CVO Node Reboot HA Takeover Impossible Due to Azure VNet Encryption Networking Issue
Applies to
- Cloud Volumes ONTAP (CVO) in Microsoft Azure
- ONTAP 9
Issue
- A Cloud Volumes ONTAP HA cluster in Azure experienced a full outage where one node unexpectedly rebooted, and its partner node was unable to perform a takeover. Both nodes later returned to a healthy state, but the initial incident triggered the following log messages:
[cluster-02:cf_main:callhome.partner.down:EMERGENCY]: Callhome for PARTNER DOWN, TAKEOVER IMPOSSIBLE[cluster-02:cf_main:cf.fsm.takeoverOfPartnerDisabled:error]: Failover monitor: takeover of cluster-01 disabled (unsynchronized log).[cluster-02:cf_main:cf.fsm.takeoverOfPartnerDisabled:error]: Failover monitor: takeover of cluster-01 disabled (HA interconnect error.
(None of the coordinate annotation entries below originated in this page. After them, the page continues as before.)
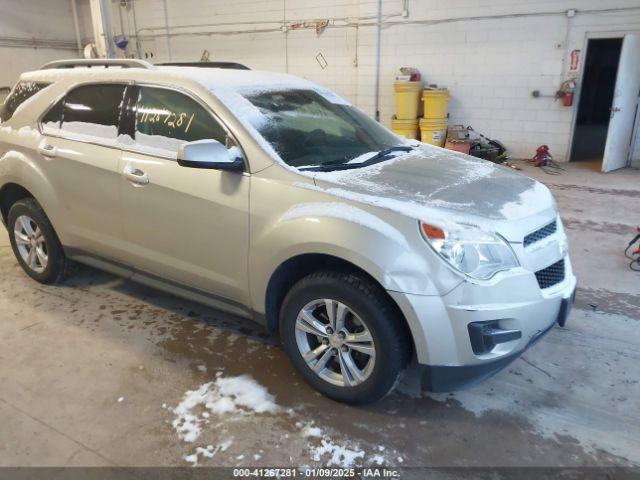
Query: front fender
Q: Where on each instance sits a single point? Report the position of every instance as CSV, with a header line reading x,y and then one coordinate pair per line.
x,y
344,231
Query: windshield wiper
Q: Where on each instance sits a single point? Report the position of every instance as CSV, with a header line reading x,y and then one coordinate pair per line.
x,y
378,157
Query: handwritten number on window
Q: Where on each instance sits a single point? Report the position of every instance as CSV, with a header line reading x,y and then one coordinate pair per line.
x,y
181,120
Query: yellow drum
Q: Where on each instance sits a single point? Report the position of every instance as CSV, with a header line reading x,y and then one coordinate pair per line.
x,y
407,99
433,131
436,103
406,128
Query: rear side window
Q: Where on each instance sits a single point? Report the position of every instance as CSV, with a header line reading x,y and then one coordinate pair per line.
x,y
21,93
91,111
165,119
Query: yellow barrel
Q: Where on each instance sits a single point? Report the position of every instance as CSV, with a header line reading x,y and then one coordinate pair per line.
x,y
407,99
435,103
433,131
406,128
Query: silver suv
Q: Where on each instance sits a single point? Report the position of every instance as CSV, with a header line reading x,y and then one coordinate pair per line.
x,y
267,196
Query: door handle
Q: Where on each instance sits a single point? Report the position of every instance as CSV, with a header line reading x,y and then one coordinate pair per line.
x,y
47,150
135,175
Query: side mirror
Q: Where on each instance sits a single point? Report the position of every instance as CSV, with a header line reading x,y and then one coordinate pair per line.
x,y
209,154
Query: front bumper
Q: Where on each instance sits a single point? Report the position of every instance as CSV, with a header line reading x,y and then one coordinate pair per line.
x,y
440,326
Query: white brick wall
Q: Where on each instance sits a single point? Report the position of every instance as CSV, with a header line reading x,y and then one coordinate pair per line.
x,y
491,65
30,19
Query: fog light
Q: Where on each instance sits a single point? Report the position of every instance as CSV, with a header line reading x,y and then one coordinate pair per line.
x,y
485,336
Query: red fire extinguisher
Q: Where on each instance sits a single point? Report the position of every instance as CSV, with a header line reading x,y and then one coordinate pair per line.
x,y
567,99
566,92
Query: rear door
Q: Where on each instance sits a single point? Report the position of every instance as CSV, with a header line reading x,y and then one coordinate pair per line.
x,y
185,225
81,155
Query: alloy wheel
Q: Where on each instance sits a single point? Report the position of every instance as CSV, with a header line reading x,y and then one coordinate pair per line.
x,y
335,342
31,243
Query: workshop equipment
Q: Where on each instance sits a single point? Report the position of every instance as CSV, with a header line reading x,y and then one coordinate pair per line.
x,y
407,99
458,139
433,131
635,262
406,128
544,160
435,103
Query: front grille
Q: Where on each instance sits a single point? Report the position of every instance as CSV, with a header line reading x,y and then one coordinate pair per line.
x,y
541,233
552,275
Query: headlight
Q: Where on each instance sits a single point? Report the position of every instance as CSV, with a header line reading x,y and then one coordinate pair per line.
x,y
471,251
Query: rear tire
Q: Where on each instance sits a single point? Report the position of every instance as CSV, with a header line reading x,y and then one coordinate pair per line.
x,y
337,363
35,243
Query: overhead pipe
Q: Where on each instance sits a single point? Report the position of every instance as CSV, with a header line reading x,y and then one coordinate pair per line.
x,y
135,28
378,59
166,26
76,27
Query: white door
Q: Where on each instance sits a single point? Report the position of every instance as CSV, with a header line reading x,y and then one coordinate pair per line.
x,y
623,107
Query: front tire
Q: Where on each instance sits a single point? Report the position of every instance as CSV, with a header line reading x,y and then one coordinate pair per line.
x,y
344,336
35,243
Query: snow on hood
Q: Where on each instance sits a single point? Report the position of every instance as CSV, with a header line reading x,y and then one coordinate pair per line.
x,y
440,185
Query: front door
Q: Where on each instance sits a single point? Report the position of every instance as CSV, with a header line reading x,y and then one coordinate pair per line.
x,y
81,156
184,225
623,109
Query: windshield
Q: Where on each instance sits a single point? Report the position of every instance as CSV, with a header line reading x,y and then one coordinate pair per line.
x,y
306,129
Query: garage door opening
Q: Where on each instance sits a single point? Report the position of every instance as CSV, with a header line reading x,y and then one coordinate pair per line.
x,y
596,98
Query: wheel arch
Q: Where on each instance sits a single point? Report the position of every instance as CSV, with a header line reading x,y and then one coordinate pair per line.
x,y
294,269
10,193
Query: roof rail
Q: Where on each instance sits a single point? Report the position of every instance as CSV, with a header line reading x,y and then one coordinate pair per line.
x,y
98,62
207,64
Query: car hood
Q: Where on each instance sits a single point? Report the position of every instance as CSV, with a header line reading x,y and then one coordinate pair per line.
x,y
434,184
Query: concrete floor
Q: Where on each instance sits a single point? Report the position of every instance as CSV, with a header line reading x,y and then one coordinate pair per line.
x,y
90,372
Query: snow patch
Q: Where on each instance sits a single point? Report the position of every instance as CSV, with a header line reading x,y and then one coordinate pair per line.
x,y
338,455
234,395
522,206
209,452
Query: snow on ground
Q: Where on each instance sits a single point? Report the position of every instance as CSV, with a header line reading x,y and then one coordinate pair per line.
x,y
235,398
339,456
208,452
233,395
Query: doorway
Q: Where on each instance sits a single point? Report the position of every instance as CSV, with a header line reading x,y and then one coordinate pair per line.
x,y
596,98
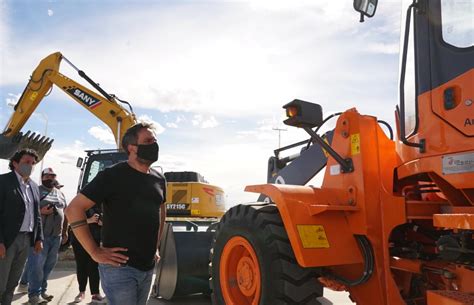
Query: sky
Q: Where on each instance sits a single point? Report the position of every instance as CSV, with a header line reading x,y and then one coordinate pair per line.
x,y
212,75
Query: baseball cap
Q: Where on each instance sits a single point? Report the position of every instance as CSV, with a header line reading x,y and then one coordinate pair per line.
x,y
48,171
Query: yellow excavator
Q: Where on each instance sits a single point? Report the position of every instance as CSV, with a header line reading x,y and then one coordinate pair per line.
x,y
193,205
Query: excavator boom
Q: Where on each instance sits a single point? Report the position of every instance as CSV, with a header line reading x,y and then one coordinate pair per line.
x,y
104,106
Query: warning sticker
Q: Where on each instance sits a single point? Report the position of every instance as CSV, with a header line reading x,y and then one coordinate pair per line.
x,y
460,163
313,236
355,144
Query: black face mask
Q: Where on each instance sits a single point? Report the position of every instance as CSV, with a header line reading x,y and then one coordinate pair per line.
x,y
148,152
48,183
Verify that the partner node is running and that the HA interconnect cabling is correct, if applicable. For further assistance, contact technical support).[cluster-01:nlbd:vsa.azure.nlb.probeInactive:alert]: Failed to receive Load Balancer probe (now inactive) for 2 ports (port range: 63001 to 63010), within 15 seconds.[cluster-01:mgwd:dns.server.timed.out:error]: DNS server 10.0.0.25 did not respond to vserver=snm_name08 within timeout interval.[cluster-01:vifmgr:vifmgr.cluscheck.droppedall:alert]: Total packet loss when pinging from cluster lif cluster-01_clus_1 (node cluster-01) to cluster lif cluster-02_clus_2 (node cluster-02).[cluster-01:raid.vol.reparity.issue:notice]: Aggregate aggr1_1801 has invalid NVRAM contents.[cluter-01:nv.data.loss.possible:notice]: An unexpected shutdown occurred while in high write speed mode, which possibly caused a loss of data.